2.4.2 Patentierbarkeit von Computerprogrammen

In T 1173/97 (ABl. 1999, 609) (s. auch T 935/97) stellte die Kammer fest, dass bei der Anwendung des EPÜ der technische Charakter einer Erfindung durchweg als wesentliche Voraussetzung für ihre Patentierbarkeit anerkannt wird, wie beispielsweise die R. 27 und 29 EPÜ 1973 anschaulich belegen. Das Patentierungsverbot für Computerprogramme als solche (Art. 52 (2) und (3) EPÜ 1973) kann dahin gehend ausgelegt werden, dass solche Programme als rein abstraktes Werk ohne technischen Charakter gelten. Die Formulierung "werden nicht als Erfindungen angesehen" scheint diese Auslegung zu bestätigen. Dies bedeutet, dass Computerprogramme dann als patentfähige Erfindungen anzusehen sind, wenn sie technischen Charakter aufweisen.
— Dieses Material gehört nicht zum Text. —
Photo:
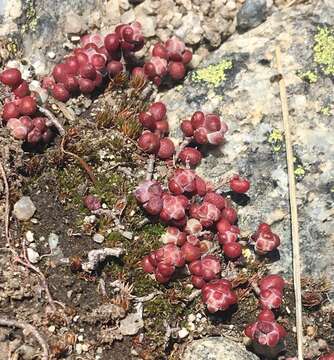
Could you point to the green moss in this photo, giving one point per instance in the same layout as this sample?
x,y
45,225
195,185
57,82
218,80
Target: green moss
x,y
326,110
70,179
299,172
275,138
324,49
309,76
31,20
213,75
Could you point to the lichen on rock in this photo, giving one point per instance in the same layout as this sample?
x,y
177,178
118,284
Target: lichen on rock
x,y
324,49
214,74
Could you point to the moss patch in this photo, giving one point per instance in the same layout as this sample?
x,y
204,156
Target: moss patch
x,y
214,75
324,50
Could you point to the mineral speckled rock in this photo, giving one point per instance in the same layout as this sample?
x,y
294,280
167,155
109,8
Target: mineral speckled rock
x,y
246,95
217,348
251,14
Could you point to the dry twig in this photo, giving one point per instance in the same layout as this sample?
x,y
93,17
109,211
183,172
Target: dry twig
x,y
293,208
6,214
186,141
150,167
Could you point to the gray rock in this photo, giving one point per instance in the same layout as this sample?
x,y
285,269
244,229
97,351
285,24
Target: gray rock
x,y
98,238
24,209
249,101
53,241
131,324
218,348
251,14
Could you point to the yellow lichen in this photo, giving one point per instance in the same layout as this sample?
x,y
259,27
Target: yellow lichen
x,y
214,75
324,50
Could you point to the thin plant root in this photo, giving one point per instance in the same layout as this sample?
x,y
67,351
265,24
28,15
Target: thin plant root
x,y
29,330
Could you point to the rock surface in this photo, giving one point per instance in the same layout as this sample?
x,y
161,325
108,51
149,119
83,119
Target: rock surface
x,y
218,348
24,209
251,14
240,86
53,26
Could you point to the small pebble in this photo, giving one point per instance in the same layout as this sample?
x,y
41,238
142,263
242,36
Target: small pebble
x,y
98,238
30,236
191,326
24,209
78,348
52,328
90,219
128,234
311,330
51,54
33,256
53,241
183,333
75,38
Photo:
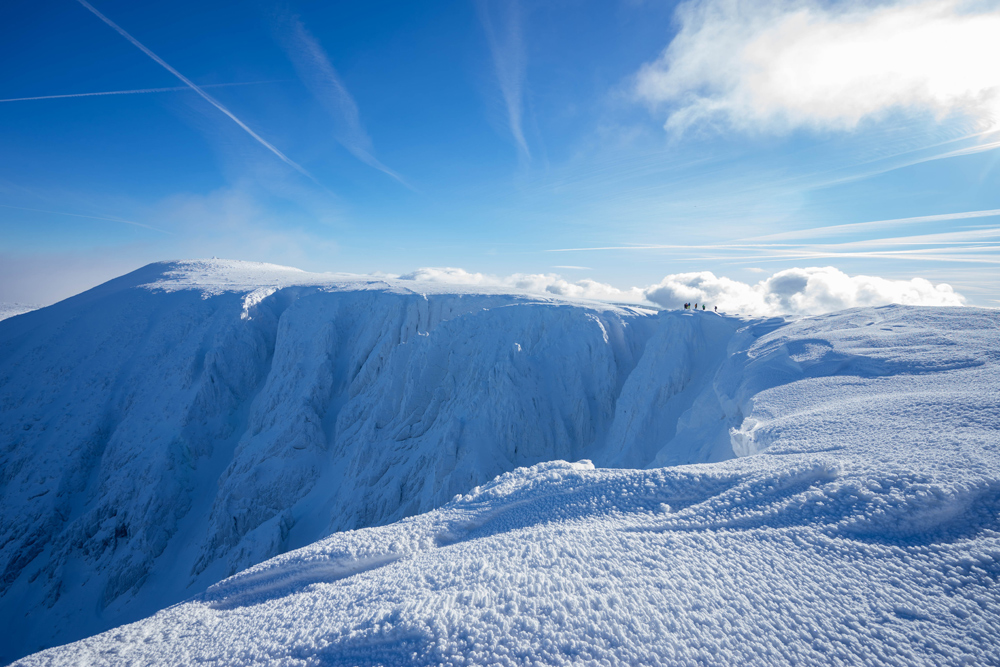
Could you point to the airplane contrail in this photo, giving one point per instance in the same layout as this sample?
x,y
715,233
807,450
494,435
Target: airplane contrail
x,y
208,98
132,92
92,217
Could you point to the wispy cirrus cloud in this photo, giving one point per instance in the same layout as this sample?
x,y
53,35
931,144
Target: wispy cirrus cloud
x,y
91,217
135,91
503,32
860,227
322,80
802,63
198,89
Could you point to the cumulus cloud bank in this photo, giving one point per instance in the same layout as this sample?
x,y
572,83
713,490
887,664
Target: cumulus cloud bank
x,y
792,63
790,293
798,292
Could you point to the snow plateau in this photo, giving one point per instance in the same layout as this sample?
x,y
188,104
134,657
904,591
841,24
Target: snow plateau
x,y
832,495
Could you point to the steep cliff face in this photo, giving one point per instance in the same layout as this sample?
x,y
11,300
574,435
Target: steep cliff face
x,y
859,525
191,419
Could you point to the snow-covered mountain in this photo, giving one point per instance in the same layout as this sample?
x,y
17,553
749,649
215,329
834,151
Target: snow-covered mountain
x,y
193,419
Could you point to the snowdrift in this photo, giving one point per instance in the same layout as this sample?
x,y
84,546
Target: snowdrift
x,y
190,420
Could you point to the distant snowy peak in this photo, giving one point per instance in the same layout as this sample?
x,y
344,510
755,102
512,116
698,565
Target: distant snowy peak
x,y
215,276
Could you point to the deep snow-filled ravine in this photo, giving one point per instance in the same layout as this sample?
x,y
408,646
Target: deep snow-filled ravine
x,y
193,419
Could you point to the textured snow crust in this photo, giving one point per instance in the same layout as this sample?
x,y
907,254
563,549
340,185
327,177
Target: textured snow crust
x,y
859,525
188,420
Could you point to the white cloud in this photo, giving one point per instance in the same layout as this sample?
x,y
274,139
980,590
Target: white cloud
x,y
321,78
509,62
790,293
208,98
776,66
798,292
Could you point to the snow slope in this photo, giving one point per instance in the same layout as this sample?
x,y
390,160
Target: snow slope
x,y
12,309
191,419
859,526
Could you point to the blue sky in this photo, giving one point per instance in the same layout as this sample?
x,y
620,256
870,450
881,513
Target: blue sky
x,y
615,141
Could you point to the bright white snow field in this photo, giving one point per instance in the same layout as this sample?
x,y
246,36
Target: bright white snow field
x,y
824,491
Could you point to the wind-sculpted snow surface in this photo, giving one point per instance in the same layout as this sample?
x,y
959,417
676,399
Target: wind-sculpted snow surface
x,y
232,412
192,419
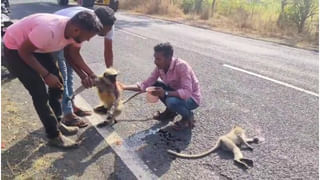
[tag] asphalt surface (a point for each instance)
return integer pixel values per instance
(285, 119)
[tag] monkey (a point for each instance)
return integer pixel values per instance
(227, 142)
(109, 92)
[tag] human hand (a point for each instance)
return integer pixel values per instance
(159, 91)
(52, 81)
(88, 81)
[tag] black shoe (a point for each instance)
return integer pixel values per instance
(62, 142)
(100, 110)
(166, 115)
(68, 130)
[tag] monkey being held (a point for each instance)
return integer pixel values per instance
(228, 142)
(109, 92)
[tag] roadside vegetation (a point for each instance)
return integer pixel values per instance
(293, 22)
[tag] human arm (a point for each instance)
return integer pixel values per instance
(72, 55)
(26, 53)
(108, 52)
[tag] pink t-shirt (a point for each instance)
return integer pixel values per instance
(45, 31)
(180, 77)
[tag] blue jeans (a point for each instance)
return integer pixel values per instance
(67, 75)
(176, 104)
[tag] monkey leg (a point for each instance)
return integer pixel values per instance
(238, 158)
(244, 140)
(252, 140)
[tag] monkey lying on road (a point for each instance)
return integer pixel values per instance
(228, 142)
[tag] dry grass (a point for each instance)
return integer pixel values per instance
(240, 22)
(157, 7)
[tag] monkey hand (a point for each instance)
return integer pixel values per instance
(52, 81)
(88, 82)
(256, 140)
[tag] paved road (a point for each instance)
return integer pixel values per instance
(270, 89)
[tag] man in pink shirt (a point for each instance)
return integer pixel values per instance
(27, 47)
(179, 89)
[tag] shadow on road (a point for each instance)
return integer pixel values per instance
(32, 156)
(152, 145)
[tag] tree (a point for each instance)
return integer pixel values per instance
(301, 10)
(212, 7)
(282, 13)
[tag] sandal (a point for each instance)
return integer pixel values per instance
(106, 123)
(180, 125)
(100, 110)
(82, 113)
(166, 115)
(75, 122)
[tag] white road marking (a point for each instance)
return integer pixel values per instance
(129, 157)
(133, 34)
(272, 80)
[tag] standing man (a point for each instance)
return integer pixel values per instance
(70, 110)
(179, 89)
(28, 47)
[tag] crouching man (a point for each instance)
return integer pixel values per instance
(28, 47)
(179, 89)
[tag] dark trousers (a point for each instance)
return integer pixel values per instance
(46, 102)
(176, 104)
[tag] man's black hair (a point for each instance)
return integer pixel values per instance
(87, 21)
(105, 15)
(165, 48)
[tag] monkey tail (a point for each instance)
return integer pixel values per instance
(134, 95)
(194, 156)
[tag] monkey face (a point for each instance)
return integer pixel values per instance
(112, 78)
Nach Art. 27 (1) TRIPs sind "Patente für Erfindungen auf allen Gebieten der Technik erhältlich, sowohl für Erzeugnisse als auch für Verfahren". Hinter TRIPs stehe die unverkennbare Absicht, Erfindungen, gleich auf welchem technischen Gebiet, von der Patentierung nicht auszuschließen, also insbesondere auch nicht Computerprogramme, die in Art. 52 (2) c) EPÜ 1973 erwähnt und ausgeschlossen sind. die Beschwerdekammer stellte fest, dass die Praxis des EPA in Bezug auf Ansprüche auf Computerprogramme gemäß Art. 52 (2) und (3) EPÜ 1973 in einiger Hinsicht geändert werden sollte. In diesen beiden Entscheidungen wurde befunden, dass der Ausschluss von Computerprogrammen "als solche" sich nicht auf alle Computerprogramme erstrecke. Die Kammer stellte fest, dass ein Computerprogrammprodukt nicht unter das Patentierungsverbot nach Art. 52 (2) und (3) EPÜ 1973 fällt, wenn das auf einem Computer laufende oder in einen Computer geladene Programm einen technischen Effekt bewirkt oder bewirken kann, der über die "normale" physikalische Wechselwirkung zwischen dem Programm (Software) und dem Computer (Hardware), auf dem es läuft, hinausgeht.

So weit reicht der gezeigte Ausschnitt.